Katsu or "tonkatsu" as it's formally known, is usually made from pork cutlet that's pounded thin, lightly seasoned, dipped in an egg wash then coated in panko crumbs and fried. It's crisp golden brown on the outside and moist and tender inside. In other words, it is truly the bomb like this version we had a couple of year's ago.
Trouble is with Big Guy cooking you never really know what you're going to get and when left to his own devices, he's determined to make his wife into a wild meat eater. Point in fact, the katsu you're looking at below is made from javalina, aka peccary, aka skunk pig - a nasty looking, fanged scarey little creature that inhabits our current desert homeland (photo from http://www.texasbeyondhistory.net).

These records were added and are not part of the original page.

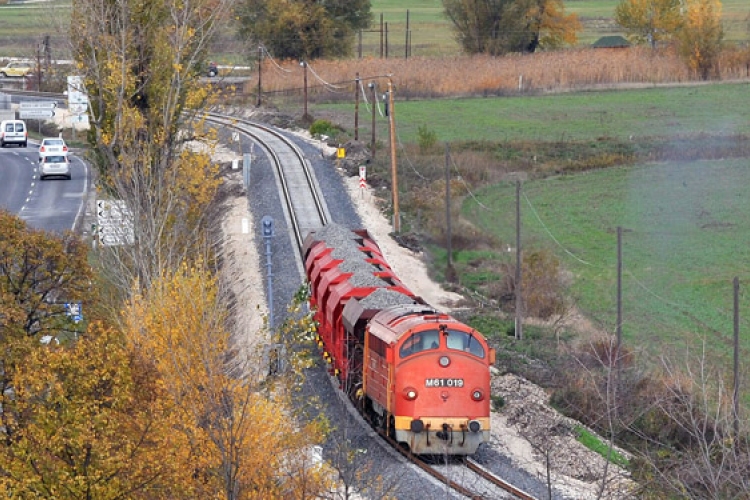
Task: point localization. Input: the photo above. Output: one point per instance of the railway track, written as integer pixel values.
(306, 210)
(304, 206)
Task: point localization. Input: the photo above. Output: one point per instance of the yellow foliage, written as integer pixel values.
(83, 429)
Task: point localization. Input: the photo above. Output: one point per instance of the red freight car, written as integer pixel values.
(416, 372)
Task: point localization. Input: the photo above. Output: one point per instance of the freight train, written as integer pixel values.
(415, 372)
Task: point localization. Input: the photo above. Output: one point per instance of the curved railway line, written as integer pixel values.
(306, 210)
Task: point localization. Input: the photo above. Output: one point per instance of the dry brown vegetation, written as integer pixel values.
(486, 75)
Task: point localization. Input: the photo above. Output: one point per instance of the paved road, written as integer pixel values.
(53, 204)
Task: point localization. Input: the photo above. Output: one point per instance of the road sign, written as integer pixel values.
(37, 105)
(36, 113)
(115, 223)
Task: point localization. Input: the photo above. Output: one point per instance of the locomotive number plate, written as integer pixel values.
(444, 382)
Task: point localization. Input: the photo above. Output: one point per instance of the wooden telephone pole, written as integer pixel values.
(394, 170)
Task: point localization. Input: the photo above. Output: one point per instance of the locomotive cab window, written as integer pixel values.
(418, 342)
(462, 341)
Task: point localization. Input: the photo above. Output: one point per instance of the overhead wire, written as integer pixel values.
(277, 65)
(328, 86)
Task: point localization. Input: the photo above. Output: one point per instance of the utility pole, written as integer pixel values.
(374, 105)
(260, 67)
(406, 41)
(519, 262)
(394, 169)
(356, 107)
(618, 325)
(268, 234)
(736, 392)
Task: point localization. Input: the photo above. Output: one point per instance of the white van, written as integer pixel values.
(13, 132)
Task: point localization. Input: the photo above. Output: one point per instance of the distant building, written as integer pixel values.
(611, 42)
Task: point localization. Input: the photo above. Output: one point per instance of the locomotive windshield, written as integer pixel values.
(462, 341)
(420, 341)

Big Guy and his hunting partner John go looking for them every February and depending on the year, one or the other will manage to bag one. Now personally I have a problem eating wild meat but Big Guy just laughs at me.

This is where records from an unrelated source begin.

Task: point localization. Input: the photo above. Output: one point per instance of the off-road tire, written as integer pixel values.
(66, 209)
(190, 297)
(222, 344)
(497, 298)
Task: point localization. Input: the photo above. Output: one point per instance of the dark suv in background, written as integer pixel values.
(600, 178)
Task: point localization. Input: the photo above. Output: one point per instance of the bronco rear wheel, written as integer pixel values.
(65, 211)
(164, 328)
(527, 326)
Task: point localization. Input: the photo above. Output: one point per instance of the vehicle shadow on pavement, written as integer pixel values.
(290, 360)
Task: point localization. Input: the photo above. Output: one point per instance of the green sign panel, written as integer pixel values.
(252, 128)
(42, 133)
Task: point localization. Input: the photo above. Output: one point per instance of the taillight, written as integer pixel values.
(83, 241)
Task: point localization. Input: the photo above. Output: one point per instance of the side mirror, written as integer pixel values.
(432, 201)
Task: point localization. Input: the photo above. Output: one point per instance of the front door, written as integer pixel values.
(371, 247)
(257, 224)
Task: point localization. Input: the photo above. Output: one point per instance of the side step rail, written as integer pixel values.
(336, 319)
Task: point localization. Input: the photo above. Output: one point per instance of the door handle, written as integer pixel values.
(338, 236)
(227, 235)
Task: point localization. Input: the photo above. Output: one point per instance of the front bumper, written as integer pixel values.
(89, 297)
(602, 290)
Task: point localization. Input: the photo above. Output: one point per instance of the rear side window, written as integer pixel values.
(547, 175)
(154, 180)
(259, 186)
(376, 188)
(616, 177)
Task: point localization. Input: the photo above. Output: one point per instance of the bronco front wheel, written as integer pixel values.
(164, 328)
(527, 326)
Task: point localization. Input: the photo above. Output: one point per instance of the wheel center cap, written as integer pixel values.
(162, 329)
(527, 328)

I mean I'm far from a vegetarian and I'll eat any meat that someone makes their living raising... afterall I grew up on a farm; however, the wild stuff ...not so much. I picture Bambi and it doesn't matter what kind of meat it is, I still can't get by the vision of a sweet little thing with huge eyes, long eyelashes and a gentle disposition.
Last night Big Guy gave me the peccary's tenderloin, all cooked up crispy and golden with tender loving care. How could I say NO to that!
Incidentally, javalina is slightly darker in color than pork has a longer grain in the meat and kinda' tastes like veal. Will I eat it again? Maybe ...but only after Big Guy consumes a bushel of green peas, a quart and a half of green beans and a stockpot of garbanzo's.
Soba Noodle Salad:
Combine ingredients below in a screw top jar and shake until well mixed.
1/3 cup olive oil
2 tablespoons rice wine vinegar
3 tablespoons soy sauce
1-1/2 tablespoons sesame oil
1 tablespoon honey
3 cloves garlic, minced
2 tablespoons fresh ginger, minced
1/2 teaspoon salt
1/2 teaspoon Asian chili sauce (sambel olek) optional
4 ounces Soba noodles, cooked per package directions and drained
Toss noodles with dressing and serve either warm or chilled.